Virginia Medicaid is lifting one of the remaining barriers to hepatitis C treatment. Beginning in January, the state Medicaid program will no longer require providers to complete cumbersome preauthorization forms before clients can receive medications to cure hepatitis C, reports Virginia Mercury.

Hepatitis C virus (HCV) is commonly transmitted through shared needles during injection drug use. The virus causes inflammation of the liver. Untreated, hepatitis C can lead to liver damage, scarring (cirrhosis), the need for a liver transplant and death.

The good news is that thanks to treatment advances in the past decade, the disease is curable, usually with daily tablets taken just for a number of weeks. Unfortunately, medications are not always easy to access.

In eliminating the need for preauthorization, Virginia Medicaid has removed the last remaining hurdle to hepatitis C treatment. “This is something that’s been really, really cumbersome,” Robin Lord Smith, a patient advocate and community engagement coordinator for the National Viral Hepatitis Roundtable, told Virginia Mercury.

For example, to get approval for hep C treatment, providers had to fill out detailed forms about their clients’ virus genotype, viral load, drug use and other personal information. In rural areas and mobile testing units, internet service can be spotty, requiring providers to fill out forms later at home on their own time.

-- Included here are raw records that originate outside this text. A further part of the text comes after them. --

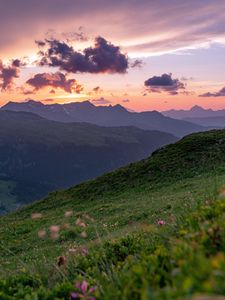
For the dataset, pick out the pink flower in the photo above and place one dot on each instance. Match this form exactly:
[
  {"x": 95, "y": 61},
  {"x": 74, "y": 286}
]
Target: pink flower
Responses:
[
  {"x": 161, "y": 222},
  {"x": 83, "y": 291}
]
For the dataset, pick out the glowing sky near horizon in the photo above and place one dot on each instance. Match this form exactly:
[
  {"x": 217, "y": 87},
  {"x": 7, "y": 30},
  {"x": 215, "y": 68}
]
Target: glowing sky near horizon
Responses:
[{"x": 182, "y": 38}]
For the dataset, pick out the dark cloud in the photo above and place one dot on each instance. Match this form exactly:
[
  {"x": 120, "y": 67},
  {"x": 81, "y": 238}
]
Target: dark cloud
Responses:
[
  {"x": 48, "y": 100},
  {"x": 54, "y": 80},
  {"x": 97, "y": 90},
  {"x": 101, "y": 101},
  {"x": 138, "y": 63},
  {"x": 220, "y": 93},
  {"x": 164, "y": 83},
  {"x": 8, "y": 74},
  {"x": 104, "y": 57},
  {"x": 186, "y": 22}
]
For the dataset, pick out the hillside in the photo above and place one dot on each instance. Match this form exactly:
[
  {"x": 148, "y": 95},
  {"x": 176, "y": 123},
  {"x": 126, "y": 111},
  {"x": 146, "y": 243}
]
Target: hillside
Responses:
[
  {"x": 105, "y": 116},
  {"x": 126, "y": 232},
  {"x": 216, "y": 122},
  {"x": 38, "y": 155},
  {"x": 194, "y": 112}
]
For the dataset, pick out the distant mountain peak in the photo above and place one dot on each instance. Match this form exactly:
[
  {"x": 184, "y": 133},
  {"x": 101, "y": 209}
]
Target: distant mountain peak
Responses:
[{"x": 197, "y": 108}]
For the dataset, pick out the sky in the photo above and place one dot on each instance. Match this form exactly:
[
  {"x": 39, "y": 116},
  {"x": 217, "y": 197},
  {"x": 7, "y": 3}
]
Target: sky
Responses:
[{"x": 142, "y": 54}]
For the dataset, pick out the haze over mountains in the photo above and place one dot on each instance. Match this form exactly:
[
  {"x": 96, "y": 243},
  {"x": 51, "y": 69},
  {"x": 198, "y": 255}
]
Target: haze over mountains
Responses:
[
  {"x": 199, "y": 116},
  {"x": 38, "y": 155},
  {"x": 105, "y": 116}
]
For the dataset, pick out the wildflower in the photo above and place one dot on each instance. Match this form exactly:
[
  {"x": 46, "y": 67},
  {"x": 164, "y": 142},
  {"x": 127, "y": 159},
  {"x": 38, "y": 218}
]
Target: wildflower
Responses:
[
  {"x": 72, "y": 250},
  {"x": 161, "y": 222},
  {"x": 80, "y": 223},
  {"x": 83, "y": 292},
  {"x": 36, "y": 216},
  {"x": 84, "y": 251},
  {"x": 54, "y": 235},
  {"x": 83, "y": 234},
  {"x": 61, "y": 260},
  {"x": 54, "y": 228},
  {"x": 68, "y": 213},
  {"x": 65, "y": 226},
  {"x": 41, "y": 234}
]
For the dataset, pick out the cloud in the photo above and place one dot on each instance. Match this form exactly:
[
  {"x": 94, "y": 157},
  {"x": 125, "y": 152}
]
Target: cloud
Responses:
[
  {"x": 104, "y": 57},
  {"x": 54, "y": 80},
  {"x": 164, "y": 83},
  {"x": 220, "y": 93},
  {"x": 168, "y": 25},
  {"x": 101, "y": 101},
  {"x": 8, "y": 74},
  {"x": 138, "y": 63},
  {"x": 97, "y": 90}
]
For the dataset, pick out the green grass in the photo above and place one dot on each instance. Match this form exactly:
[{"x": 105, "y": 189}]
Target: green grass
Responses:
[
  {"x": 123, "y": 238},
  {"x": 8, "y": 200}
]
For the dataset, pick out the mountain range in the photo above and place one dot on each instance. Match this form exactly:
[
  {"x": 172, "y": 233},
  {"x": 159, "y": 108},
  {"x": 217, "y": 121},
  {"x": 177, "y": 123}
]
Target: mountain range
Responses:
[
  {"x": 106, "y": 116},
  {"x": 39, "y": 155},
  {"x": 199, "y": 116},
  {"x": 194, "y": 112}
]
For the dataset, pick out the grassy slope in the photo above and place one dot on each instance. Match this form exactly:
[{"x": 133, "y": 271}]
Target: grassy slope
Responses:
[{"x": 168, "y": 186}]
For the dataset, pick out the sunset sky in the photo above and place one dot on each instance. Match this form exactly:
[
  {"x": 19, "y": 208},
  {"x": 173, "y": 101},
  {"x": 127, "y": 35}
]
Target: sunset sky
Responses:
[{"x": 143, "y": 54}]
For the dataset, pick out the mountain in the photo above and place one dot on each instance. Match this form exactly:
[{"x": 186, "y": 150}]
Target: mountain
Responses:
[
  {"x": 155, "y": 227},
  {"x": 38, "y": 155},
  {"x": 213, "y": 122},
  {"x": 105, "y": 116},
  {"x": 195, "y": 112}
]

The policy change arrives as Virginia is seeing an increase in hepatitis C cases, spurred by the ongoing opioid epidemic and a jump in injection drug use. Similarly, fatal overdoses have increased in the state and across the nation.

The Virginia Medicaid policy change is the latest in a string of actions to increase access. In 2017, for example, Virginian Medicaid would not cover hepatitis C treatment unless the client had developed cirrhosis.

In related news, Virginia recently made national headlines when at least three people died and 31 were hospitalized from a hepatitis A outbreak at a restaurant chain.

According to the Hep Basics pages on hepatitis A, that virus also attacks the liver, but it is most commonly spread through food or water contaminated with trace amounts of feces containing the virus. Hep A is also spread through close personal contact with a person who has the virus, among other ways.

The Hep Basics on Hepatitis C Transmission notes:

Hepatitis C (HCV) is transmitted when the blood of an infected person passes into the blood of an uninfected person. Hep C is most easily spread through direct blood-to-blood contact, such as:

  • Sharing needles and other equipment (paraphernalia) used to inject drugs. Injection drug users (IDUs) who share needles, syringes and paraphernalia associated with injecting are at the highest risk for HCV.

  • Blood transfusions and organ transplants before July 1992. Widespread screening of the blood supply in the United States began in 1992.

  • Sexual contact with someone who has HCV. The risk of becoming infected with hepatitis C through unprotected sexual intercourse is low, but it is still possible. HCV sexual transmission risk is higher among those who are HIV positive and in men who have sex with men. Sex with multiple partners, having a sexually transmitted disease and rough sex may increase the risk of transmitting HCV sexually.

  • Having an HCV-positive mother. Women who are infected with hepatitis C have a 6% chance of passing the virus along to their babies during pregnancy or delivery. The risk increases significantly if the woman has HIV, hepatitis B or a high HCV viral load (the amount of HCV in a measurement of blood). The hepatitis C transmission risk is doubled or tripled in women with HIV. It is unlikely that hep C can be transmitted through breastfeeding or breast milk.